Nothing else in the Complaint or its exhibits bears specifically on the timing of Singtex's conduct. Thus, as to constructive knowledge, Singtex asks the Court to conclude that Paragraph 27 and the copyrighted website, together, establish that Cocona would have known of its alleged injuries in 2010 had it been reasonably diligent. But to so hold, the Court would need to infer (for example) that Singtex successfully stole customers in 2010, or that the mere existence in 2010 of Singtex's website should have alerted Cocona that Singtex had stolen its trade secrets and that Singtex's marketing claims were false or misleading. At the 12(b)(6) stage, the Court must draw these inferences in the opposite direction-in Conoca's favor-if there is any reasonable way to do so. And it is, ultimately, reasonable to infer the opposite. One can read the Complaint and reasonably infer that no customers were successfully stolen until some point after 2012. One can read the Complaint and reasonably infer that the website would not have shown up on Cocona's radar until sometime in 2011 despite all due diligence.

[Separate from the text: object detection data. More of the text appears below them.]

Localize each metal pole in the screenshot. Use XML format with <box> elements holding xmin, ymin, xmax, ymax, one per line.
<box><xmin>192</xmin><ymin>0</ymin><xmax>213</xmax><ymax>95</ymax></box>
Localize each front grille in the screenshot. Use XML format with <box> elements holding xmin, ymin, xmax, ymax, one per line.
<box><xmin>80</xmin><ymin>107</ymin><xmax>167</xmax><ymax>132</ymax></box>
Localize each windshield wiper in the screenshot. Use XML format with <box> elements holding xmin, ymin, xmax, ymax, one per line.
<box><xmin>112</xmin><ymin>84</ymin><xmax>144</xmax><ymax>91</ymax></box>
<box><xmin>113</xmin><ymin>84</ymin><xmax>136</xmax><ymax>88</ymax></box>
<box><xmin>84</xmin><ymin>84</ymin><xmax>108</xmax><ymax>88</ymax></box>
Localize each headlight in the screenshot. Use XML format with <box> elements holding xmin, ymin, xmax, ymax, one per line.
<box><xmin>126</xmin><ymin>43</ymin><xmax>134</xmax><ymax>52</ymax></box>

Accordingly, there is no "obvious bar to securing relief on the face of the complaint, " ASARCO, LLC, 2014 WL 4211113, at *3, and Singtex's affirmative defense cannot prevail on a motion to dismiss.
II. Claim 1: Breach of the Supplier Agreement
Cocona alleges that Singtex breached the 2008 Supplier Agreement:
Upon information and belief, Singtex breached the terms of the Supplier Agreement, including without limitation, by offering its S.Cafe and other natural fabric products in direct competition with Cocona; by using without permission Cocona's intellectual property, technology, and other proprietary materials; and by reverse engineering Cocona materials and processes.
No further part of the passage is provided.